Untuk itu penerima kuasa berhak hadir, mendampingi dan berbicara pada seluruh tahap pemeriksaan di Kepolisian dan pada Kejaksaan Negeri yang bersangkutan serta pada persidangan Pengadilan Negeri yang bersangkutan, berhak menghadap pada setiap instansi dan Pejabat yang berhubungan dengan perkara ini, mengajukan dan menandatangani surat-surat permohonan, mengajukan protes, mengajukan eksepsi, mengajukan dan menolak saksi-saksi dan alat-alat bukti lainnya, mengucapkan pembelaan (Pleidooi), menyatakan banding, mengajukan dan menandatangani memori banding, menyatakan kasasi, mengajukan dan menandatangani memori kasasi dan umumnya mejalankan hal-hal yang perlu untuk kepentingan pemberi kuasa dalam perkara ini”, ucap Agus Wijaya
Ancaman hukuman ucapan ujaran kebencian dan berita bohong yang diduga dilakukan oleh @Anwar netizen tiktok berasal dari Kota Medan ini terancam kurungan enam tahun penjara dan siap-siap untuk mempertanggung jawabkan perbuatannya, jika terbukti bersalah nanti ujar Jelani.

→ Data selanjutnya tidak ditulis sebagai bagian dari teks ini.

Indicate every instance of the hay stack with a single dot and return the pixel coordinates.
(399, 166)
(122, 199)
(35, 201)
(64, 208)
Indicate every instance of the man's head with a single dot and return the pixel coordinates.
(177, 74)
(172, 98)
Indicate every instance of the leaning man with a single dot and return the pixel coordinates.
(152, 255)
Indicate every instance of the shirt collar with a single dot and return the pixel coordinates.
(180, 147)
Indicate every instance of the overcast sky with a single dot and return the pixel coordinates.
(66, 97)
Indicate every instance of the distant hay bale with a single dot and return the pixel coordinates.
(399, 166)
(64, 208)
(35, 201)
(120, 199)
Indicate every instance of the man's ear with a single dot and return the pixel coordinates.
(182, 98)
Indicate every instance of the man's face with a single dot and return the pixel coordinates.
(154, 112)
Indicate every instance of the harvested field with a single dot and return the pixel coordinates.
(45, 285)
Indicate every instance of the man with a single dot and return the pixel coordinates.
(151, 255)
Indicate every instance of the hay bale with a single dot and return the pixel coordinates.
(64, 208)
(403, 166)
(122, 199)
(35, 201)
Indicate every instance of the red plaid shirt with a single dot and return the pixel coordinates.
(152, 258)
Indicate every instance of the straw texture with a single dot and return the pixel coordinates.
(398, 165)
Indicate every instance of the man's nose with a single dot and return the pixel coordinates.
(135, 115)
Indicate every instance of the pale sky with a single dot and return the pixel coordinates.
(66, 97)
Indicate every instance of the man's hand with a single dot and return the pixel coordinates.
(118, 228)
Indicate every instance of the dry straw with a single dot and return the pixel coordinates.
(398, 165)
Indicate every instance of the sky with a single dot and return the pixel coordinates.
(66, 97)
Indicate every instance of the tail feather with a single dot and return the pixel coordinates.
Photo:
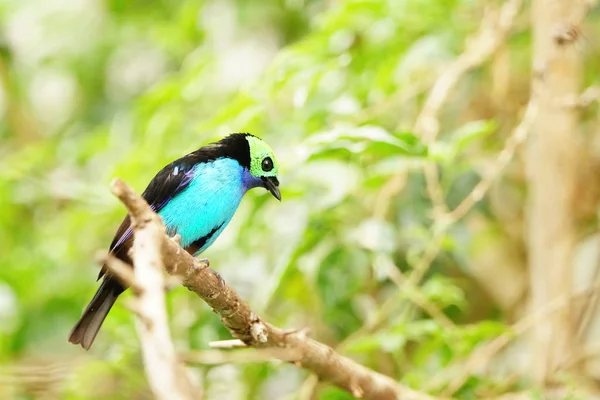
(85, 330)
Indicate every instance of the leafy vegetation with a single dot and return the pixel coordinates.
(96, 89)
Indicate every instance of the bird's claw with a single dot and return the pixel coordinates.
(204, 262)
(219, 277)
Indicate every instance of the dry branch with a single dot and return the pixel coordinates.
(166, 374)
(246, 326)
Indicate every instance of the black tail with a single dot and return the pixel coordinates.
(85, 330)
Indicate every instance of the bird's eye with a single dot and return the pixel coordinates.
(267, 164)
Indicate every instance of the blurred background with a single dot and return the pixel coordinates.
(360, 250)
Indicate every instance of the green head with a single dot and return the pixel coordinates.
(254, 155)
(263, 165)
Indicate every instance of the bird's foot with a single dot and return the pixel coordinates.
(204, 262)
(219, 277)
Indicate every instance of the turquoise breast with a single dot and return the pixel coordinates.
(202, 211)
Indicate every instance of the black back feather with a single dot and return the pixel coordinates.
(167, 183)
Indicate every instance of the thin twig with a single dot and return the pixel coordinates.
(243, 356)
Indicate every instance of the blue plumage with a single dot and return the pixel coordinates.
(207, 204)
(196, 197)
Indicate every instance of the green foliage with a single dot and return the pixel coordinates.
(120, 88)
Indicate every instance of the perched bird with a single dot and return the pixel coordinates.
(196, 197)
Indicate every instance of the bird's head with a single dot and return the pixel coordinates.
(263, 165)
(257, 159)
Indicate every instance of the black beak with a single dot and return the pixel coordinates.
(272, 185)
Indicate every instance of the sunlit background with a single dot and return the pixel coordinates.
(91, 90)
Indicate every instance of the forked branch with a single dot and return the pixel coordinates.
(248, 327)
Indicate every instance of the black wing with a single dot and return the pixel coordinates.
(169, 182)
(175, 177)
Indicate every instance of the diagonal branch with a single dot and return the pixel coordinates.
(248, 327)
(166, 374)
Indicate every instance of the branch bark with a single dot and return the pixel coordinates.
(248, 327)
(166, 374)
(552, 171)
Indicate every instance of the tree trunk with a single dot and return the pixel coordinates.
(551, 164)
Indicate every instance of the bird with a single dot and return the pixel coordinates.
(196, 196)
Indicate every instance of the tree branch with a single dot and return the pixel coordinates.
(166, 374)
(248, 327)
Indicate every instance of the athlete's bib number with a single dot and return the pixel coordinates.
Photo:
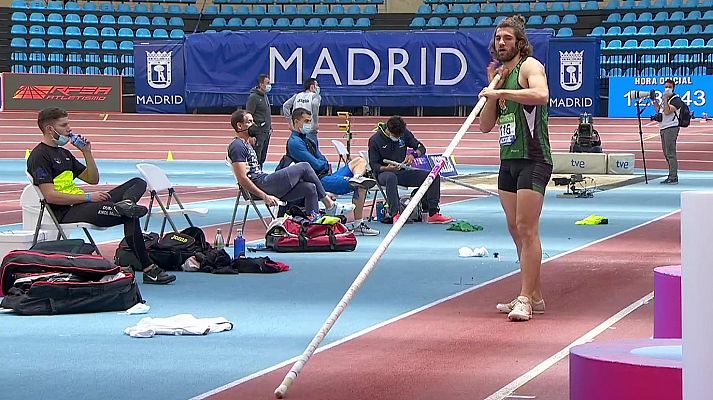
(507, 129)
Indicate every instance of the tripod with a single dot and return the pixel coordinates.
(639, 111)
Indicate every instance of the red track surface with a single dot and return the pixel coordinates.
(205, 137)
(463, 349)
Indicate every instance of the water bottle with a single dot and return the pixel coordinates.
(77, 140)
(239, 245)
(219, 242)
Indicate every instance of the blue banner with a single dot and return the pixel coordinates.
(353, 68)
(694, 91)
(573, 75)
(159, 77)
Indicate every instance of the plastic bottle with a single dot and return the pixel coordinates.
(77, 140)
(219, 242)
(239, 245)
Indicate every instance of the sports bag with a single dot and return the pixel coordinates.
(44, 283)
(288, 234)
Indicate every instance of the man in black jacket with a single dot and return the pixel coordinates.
(259, 106)
(391, 142)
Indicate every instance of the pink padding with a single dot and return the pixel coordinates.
(667, 303)
(608, 370)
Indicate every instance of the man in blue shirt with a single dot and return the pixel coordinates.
(303, 146)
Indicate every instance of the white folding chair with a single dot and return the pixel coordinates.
(342, 151)
(250, 199)
(158, 182)
(42, 207)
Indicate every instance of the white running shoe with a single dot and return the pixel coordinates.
(522, 311)
(538, 307)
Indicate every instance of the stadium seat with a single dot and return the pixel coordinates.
(18, 30)
(90, 19)
(160, 33)
(467, 22)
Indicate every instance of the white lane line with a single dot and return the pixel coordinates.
(408, 314)
(506, 391)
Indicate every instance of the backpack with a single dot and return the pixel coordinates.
(684, 114)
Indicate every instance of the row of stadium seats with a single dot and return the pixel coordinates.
(313, 23)
(649, 31)
(454, 22)
(662, 16)
(630, 44)
(492, 8)
(58, 69)
(91, 19)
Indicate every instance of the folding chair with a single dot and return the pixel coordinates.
(157, 182)
(342, 151)
(27, 197)
(251, 200)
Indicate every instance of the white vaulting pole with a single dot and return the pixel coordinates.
(289, 379)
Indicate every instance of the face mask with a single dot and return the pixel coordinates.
(307, 128)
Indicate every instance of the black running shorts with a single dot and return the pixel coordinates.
(523, 174)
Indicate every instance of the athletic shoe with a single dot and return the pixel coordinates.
(128, 208)
(362, 183)
(339, 209)
(538, 307)
(522, 310)
(362, 229)
(156, 276)
(439, 218)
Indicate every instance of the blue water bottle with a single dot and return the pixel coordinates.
(239, 245)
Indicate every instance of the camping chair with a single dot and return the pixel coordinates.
(253, 202)
(27, 197)
(157, 182)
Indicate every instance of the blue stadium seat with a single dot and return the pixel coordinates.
(107, 19)
(19, 16)
(18, 30)
(55, 31)
(108, 32)
(346, 22)
(158, 21)
(333, 23)
(467, 22)
(18, 43)
(37, 30)
(126, 33)
(160, 33)
(37, 17)
(434, 22)
(564, 32)
(72, 19)
(142, 33)
(142, 20)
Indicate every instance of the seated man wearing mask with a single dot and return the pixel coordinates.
(293, 183)
(303, 146)
(390, 142)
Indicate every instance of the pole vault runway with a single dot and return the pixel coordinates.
(456, 346)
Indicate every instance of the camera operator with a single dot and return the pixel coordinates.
(667, 117)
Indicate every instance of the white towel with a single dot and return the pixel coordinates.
(183, 324)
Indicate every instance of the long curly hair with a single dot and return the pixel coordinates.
(517, 24)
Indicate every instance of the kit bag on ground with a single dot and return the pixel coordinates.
(168, 252)
(43, 283)
(76, 246)
(288, 234)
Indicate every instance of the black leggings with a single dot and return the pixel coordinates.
(103, 214)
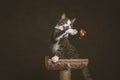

Dalam halaman pusiknas.polri.go.id disampaikan: Bahkan, kepolisian berbekal Surat Edaran Kapolri Nomor SE/6/X/2015 dapat menindak warganet yang mengunggah ujaran kebencian di akun masing-masing maupun di media elektronik, atau di depan forum.
“Ujaran kebencian dapat mendorong terjadinya kebencian kolektif, pengucilan, diskriminasi, dan kekerasan,” demikian tertulis dalam Surat Edaran Kapolri Nomor SE/6/X/2015.
Bahkan, hanya bermula dari sebuah unggahan, dampak paling buruk berpotensi terjadi yaitu pembantaian. Tentunya hal itu dapat merusak kerukunan, persatuan, dan kesatuan bangsa.
Dalam KUHP, ujaran kebencian berupa penghinaan, pencemaran nama baik, penistaan, perbuatan tak menyenangkan, memprovokasi, menghasut, dan menyebarkan berita bohong. Warga yang merasa menjadi korban dapat melaporkan hal tersebut ke kepolisian. Penyidik dapat menerapkan aturan dalam KUHP Pasal 156, Pasal 157, Pasal 310, maupun Pasal 311. Ancaman hukuman untuk orang yang menyebarkan ujaran kebencian yaitu paling lama empat tahun.
Hukum Indonesia juga memiliki Undang Undang Nomor 11 Tahun 2008 tentang Informasi dan Transaksi Elektronik. Dalam Pasal 28 jis Pasal 45 ayat (2), orang yang menyebarkan berita bohong, menyesatkan, dan menimbulkan rasa kebencian maupun permusuhan dapat dipidana penjara paling lama enam tahun.
Padahal sudah banyak kasus ujaran kebencian seperti kasus Edy Mulyadi yang berujung dipenjara, sepertinya warganet masih banyak yang kurang bijak dalam bermedia sosial. (Bajare007).